Retention policy / culling schedule
Time slots
Your starting point is the settings you choose for your camera feeds at the time of photo ingestion. While you can simply accept every photo sent by your cameras, we strongly recommend you configure fixed-time slots if your main goal is long term monitoring (versus short term time-lapse photography like on a construction site). One of the simplest ways to save money would be to take and retain a single photo at noon every day. But maybe you would feel more comfortable saving 3 or 5 from different hours each day.
Uploading too many photos
The next way to cut costs at ingest time is to make sure your camera is not uploading too many photos each day. Your time slots for a feed gatekeep what is retained. But if your camera is "chatty" then you will see extra ingestion costs. Sending extra photos is actually a good strategy for ensuring that you do get your time slots filled. But you'll want to find the right balance between ensuring that and minimizing ingestion costs.
Culling schedule
You probably will get more value out of your more recent photos than your older ones most of the time. Aevocam lets you automatically thin out how many photos you retain over time so you can get that balance between "high resolution" recent information versus "low resolution" older information.
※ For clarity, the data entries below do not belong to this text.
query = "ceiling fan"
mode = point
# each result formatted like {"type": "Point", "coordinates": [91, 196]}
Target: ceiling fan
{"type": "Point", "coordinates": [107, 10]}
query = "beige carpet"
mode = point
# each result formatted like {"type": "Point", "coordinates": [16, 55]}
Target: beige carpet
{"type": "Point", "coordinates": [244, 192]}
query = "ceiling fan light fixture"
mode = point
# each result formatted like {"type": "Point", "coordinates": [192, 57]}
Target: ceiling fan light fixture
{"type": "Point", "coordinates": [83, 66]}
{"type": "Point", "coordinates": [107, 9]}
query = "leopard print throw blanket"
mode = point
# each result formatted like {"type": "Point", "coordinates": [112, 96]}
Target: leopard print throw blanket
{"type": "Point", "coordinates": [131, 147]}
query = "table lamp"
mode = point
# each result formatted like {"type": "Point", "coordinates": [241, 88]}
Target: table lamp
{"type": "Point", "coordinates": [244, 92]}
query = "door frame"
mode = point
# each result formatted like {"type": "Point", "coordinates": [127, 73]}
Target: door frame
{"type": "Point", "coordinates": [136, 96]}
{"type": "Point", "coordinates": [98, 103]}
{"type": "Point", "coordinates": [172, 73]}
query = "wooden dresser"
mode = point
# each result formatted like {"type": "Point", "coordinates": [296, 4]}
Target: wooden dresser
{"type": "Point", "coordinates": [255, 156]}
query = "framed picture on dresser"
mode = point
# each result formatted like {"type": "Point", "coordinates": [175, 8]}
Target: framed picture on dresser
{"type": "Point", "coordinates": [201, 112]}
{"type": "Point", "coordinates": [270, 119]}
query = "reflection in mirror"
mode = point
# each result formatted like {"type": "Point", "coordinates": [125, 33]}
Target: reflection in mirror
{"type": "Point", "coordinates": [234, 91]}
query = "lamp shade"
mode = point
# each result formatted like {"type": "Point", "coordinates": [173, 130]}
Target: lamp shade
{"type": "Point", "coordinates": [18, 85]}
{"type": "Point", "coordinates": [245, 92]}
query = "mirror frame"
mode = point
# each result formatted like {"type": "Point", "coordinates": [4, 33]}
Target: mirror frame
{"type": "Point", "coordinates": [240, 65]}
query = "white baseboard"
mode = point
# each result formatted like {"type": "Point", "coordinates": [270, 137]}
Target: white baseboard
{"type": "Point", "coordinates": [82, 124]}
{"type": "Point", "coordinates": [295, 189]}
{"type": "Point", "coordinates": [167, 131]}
For example, you might initially upload one photo every half hour 24 hours a day. That would get expensive if you stored that for many years across many cameras. So maybe after the first 3 months you decide to cull it down to 3 representative photos each day. That cuts your long term storage costs by 94%. And maybe after the first year you cull it down to just 1 per day, cutting down from your original costs by 98%. You might at the 10 year mark opt to cull that down to retaining one photo per month, thus cutting your long term storage costs down by over 99.9%.
Cameras × (Photos/day + Photos/day × Excess) × 30 days/mo
This includes the excess photos that are ingested but not stored.
Cameras × (MP/day + MP/day × Excess)
This includes the excess photos that are ingested but not stored.
Cameras × Photos/day × 30 days/mo
This is the photos actually retained after ingestion and excludes the excess photos that are rejected.
Cameras × Photos/day × Megapixels/photo × 30 days/mo
This is the megapixels in photos actually retained after ingestion and excludes the excess photos that are rejected.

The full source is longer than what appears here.